Bordeaux’s best museums are scattered in the streets around the cathedral. Directly behind the classical Hôtel de Ville is the Musée des Beaux-Arts. It has a small star-studded European art collection, featuring Titian and Rubens, and good temporary exhibitions.
To the northwest of the city centre is the beautiful formal park, the Jardin Public, containing the city’s botanical gardens. To the east of the Jardin Public, close to the river, is the Musée d’Art Contemporain on rue Ferrère, occupying a converted nineteenth-century warehouse. The vast, arcaded hall is magnificent in its own right, and provides an ideal setting for the post-1960 sculpture and installations by artists like Richard Long and Sol LeWitt. Following the curve of the river north from the Musée d’Art Contemporain, you reach the down-at-heel but historic Chartrons, once the wine district. It’s becoming increasingly cool, sprouting artists’ studios, vintage shops and restaurants monthly. Every Sunday the quayside plays host to a bustling farmers’ market.

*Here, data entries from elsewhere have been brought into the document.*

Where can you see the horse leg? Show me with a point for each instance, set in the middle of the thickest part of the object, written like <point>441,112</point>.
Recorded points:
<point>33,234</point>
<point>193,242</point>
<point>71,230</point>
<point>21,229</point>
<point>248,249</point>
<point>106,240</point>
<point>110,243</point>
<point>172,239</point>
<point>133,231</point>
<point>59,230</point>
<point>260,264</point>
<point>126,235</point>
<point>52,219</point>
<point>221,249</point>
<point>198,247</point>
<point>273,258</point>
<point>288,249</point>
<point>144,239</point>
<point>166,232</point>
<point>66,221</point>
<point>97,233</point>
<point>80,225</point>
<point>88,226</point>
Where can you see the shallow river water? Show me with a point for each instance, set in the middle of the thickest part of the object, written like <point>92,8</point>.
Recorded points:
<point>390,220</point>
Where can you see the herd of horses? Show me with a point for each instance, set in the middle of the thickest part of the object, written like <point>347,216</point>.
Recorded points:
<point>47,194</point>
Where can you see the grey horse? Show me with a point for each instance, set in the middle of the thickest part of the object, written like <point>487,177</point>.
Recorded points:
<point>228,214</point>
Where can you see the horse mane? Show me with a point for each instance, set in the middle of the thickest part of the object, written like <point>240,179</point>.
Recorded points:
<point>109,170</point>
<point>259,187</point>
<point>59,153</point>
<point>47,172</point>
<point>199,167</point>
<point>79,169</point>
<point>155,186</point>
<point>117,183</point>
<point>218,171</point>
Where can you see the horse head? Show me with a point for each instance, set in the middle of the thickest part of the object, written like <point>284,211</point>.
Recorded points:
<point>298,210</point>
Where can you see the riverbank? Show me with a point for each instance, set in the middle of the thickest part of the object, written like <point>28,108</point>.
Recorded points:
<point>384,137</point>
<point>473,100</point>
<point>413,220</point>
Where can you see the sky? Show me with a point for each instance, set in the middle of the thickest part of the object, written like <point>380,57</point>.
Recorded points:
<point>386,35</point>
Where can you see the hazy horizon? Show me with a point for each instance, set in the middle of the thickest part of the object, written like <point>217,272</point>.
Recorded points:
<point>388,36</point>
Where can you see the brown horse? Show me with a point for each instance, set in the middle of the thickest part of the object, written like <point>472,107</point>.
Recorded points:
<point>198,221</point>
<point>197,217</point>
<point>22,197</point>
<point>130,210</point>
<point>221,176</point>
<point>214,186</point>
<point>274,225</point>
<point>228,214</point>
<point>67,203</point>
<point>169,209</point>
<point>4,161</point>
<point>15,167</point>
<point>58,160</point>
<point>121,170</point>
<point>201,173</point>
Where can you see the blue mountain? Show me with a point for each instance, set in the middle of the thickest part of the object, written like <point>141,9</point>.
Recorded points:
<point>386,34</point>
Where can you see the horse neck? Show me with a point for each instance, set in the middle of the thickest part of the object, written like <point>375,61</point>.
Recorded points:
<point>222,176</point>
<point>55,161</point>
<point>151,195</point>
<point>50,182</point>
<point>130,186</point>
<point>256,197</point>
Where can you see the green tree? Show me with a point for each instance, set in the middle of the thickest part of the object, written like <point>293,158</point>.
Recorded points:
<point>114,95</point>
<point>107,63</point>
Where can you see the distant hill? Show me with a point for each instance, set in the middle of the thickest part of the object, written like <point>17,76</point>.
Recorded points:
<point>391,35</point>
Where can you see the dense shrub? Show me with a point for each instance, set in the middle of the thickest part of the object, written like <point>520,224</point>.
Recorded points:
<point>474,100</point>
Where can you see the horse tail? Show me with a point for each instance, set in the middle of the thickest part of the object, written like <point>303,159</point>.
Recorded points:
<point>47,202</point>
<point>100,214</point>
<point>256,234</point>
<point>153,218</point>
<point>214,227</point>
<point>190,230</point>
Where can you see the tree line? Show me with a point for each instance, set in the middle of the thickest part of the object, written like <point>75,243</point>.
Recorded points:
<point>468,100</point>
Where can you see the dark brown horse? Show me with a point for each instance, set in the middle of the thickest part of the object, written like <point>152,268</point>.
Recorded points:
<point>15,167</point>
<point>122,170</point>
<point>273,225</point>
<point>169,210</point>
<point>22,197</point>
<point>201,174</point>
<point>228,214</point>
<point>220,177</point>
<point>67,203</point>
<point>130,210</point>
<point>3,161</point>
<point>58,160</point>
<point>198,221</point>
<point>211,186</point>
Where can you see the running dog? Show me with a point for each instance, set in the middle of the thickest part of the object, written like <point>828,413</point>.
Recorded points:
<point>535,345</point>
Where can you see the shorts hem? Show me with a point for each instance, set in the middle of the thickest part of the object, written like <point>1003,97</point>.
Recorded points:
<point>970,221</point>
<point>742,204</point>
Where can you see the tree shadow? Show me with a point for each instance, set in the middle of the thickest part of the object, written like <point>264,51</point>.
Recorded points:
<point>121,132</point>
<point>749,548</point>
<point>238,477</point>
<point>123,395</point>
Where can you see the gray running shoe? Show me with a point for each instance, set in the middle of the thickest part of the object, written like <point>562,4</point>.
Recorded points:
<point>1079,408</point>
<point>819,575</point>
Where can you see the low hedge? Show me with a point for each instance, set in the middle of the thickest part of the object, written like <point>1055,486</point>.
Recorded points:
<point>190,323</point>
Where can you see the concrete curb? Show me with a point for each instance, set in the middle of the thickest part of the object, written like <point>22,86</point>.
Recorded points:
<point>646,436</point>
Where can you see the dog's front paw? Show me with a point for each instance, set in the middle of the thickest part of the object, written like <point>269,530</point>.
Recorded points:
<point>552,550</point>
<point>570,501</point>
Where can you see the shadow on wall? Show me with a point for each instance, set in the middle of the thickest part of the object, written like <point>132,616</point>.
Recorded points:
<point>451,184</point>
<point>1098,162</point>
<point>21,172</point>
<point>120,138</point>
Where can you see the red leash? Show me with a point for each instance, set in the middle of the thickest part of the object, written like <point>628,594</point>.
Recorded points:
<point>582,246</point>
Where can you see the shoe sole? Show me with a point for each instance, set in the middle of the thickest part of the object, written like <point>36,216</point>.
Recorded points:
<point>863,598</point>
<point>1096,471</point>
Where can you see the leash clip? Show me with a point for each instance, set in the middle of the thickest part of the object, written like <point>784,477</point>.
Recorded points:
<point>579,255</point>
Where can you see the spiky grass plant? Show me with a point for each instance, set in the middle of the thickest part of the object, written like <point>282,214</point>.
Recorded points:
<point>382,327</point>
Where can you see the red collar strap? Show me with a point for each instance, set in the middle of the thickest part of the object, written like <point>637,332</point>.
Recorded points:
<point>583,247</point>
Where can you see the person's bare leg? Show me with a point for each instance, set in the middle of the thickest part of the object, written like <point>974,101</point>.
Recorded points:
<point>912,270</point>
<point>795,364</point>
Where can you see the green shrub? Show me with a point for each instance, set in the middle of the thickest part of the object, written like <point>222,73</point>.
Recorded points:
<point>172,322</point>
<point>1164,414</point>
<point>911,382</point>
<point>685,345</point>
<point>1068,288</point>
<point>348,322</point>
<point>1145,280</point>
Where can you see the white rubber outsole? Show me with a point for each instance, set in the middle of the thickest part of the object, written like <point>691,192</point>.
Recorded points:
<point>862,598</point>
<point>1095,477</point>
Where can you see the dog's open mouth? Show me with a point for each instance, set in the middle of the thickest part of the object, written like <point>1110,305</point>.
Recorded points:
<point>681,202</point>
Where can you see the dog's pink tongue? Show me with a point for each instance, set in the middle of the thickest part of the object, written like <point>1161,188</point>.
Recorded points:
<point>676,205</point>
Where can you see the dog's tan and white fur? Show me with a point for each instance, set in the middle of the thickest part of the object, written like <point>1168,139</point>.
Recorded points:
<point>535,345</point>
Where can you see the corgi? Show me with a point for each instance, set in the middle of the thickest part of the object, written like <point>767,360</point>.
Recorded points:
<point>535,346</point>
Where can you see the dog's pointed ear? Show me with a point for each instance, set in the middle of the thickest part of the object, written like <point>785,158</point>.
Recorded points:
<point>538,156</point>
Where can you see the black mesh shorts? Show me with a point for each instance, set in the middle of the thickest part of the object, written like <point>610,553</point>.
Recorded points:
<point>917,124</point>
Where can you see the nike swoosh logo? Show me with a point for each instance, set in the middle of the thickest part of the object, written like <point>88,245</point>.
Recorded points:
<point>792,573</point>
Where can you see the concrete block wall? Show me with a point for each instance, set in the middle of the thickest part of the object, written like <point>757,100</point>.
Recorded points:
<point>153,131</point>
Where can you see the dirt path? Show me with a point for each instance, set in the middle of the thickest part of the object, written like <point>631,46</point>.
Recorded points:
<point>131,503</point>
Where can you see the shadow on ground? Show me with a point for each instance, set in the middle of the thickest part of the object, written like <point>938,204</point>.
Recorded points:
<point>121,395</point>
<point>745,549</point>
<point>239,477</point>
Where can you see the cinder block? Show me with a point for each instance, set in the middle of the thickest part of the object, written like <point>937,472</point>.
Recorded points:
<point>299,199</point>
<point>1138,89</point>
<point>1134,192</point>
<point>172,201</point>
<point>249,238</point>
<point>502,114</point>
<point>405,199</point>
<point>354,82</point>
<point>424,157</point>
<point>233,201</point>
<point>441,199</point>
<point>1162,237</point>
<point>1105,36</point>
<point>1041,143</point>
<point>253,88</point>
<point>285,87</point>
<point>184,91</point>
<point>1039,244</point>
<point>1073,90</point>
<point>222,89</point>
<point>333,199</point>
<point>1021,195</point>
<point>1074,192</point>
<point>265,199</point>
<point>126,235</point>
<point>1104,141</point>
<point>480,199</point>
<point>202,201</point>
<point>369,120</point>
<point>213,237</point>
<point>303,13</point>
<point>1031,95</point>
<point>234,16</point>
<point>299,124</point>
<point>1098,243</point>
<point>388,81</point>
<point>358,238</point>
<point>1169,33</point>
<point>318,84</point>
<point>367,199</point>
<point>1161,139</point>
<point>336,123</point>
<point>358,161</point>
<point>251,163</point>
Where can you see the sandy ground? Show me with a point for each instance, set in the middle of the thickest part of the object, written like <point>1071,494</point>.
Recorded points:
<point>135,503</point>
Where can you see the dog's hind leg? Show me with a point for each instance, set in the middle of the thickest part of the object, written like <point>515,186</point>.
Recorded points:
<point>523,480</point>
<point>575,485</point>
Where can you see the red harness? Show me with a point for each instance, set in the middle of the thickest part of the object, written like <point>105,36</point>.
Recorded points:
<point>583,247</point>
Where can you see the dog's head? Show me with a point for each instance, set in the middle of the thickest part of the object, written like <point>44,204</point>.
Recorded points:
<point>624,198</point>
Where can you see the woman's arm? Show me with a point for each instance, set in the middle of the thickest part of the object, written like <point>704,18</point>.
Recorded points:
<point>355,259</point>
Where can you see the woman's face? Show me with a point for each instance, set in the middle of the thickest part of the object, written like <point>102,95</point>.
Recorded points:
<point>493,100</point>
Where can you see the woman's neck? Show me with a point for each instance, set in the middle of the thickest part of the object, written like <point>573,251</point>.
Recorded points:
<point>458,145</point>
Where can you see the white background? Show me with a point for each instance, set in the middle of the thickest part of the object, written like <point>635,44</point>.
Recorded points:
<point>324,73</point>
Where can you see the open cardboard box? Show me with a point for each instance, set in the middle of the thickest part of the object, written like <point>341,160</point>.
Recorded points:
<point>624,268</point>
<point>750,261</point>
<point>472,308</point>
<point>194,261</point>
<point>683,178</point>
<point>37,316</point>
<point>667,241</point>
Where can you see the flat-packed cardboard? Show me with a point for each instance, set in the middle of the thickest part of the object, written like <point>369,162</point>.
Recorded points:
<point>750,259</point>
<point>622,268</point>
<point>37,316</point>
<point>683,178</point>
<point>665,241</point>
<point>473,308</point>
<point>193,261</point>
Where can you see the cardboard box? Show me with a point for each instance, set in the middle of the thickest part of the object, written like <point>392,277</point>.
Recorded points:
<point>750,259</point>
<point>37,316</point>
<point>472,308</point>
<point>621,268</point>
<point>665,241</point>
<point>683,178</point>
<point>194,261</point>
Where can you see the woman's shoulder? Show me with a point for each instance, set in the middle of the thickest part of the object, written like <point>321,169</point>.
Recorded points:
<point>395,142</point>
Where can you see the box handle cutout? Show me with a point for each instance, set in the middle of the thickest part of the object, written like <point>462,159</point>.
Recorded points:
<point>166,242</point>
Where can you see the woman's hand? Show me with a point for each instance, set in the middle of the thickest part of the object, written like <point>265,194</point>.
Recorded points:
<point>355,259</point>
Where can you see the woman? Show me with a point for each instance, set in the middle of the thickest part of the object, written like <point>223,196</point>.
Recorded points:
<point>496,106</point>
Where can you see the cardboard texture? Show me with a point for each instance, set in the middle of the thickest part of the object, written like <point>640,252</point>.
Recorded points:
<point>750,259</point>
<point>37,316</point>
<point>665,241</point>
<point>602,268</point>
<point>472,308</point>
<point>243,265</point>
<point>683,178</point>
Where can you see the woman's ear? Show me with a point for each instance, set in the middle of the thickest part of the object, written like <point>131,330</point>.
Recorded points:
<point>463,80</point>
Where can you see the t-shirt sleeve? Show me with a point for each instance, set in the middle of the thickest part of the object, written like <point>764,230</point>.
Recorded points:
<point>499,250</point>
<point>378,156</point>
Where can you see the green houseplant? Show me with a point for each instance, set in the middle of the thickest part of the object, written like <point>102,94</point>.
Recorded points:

It’s better to lodge in the centre than venture out to rue Charles-Domercq and cours de la Marne, rife with grimy one- and two-star hotels. Rooms aren’t hard to come by except during the week of the Vinexpo trade fair (in odd-numbered years) and Fête du Vin (in even-numbered years) in June, when Bordeaux is packed to the gunnels.
Eating and drinking
Eating and drinking
Bordeaux is packed with good restaurants to suit any budget, and because it’s close to the coast there’s excellent seafood. The streets around rue du Parlement St Pierre and rue St Remi are full of eateries, and upmarket options crowd around place de Parlement and towards Chartrons. For picnic supplies, head to the market on place des Grands-Hommes. At rue de Montesquieu (just off place des Grands-Hommes), Jean d’Alos runs the city’s best fromagerie. Bordeaux’s sweet speciality is the canelés – made from custard-like batter flavoured with rum and vanilla. The best place to buy them is Baillardran, on 55 cours de l’Intendance. The student population ensures a collection of young, lively bars, especially around place de la Victoire, and the city has a strong gay scene. Live music is ten a penny, and the weekend generally begins on Thursday.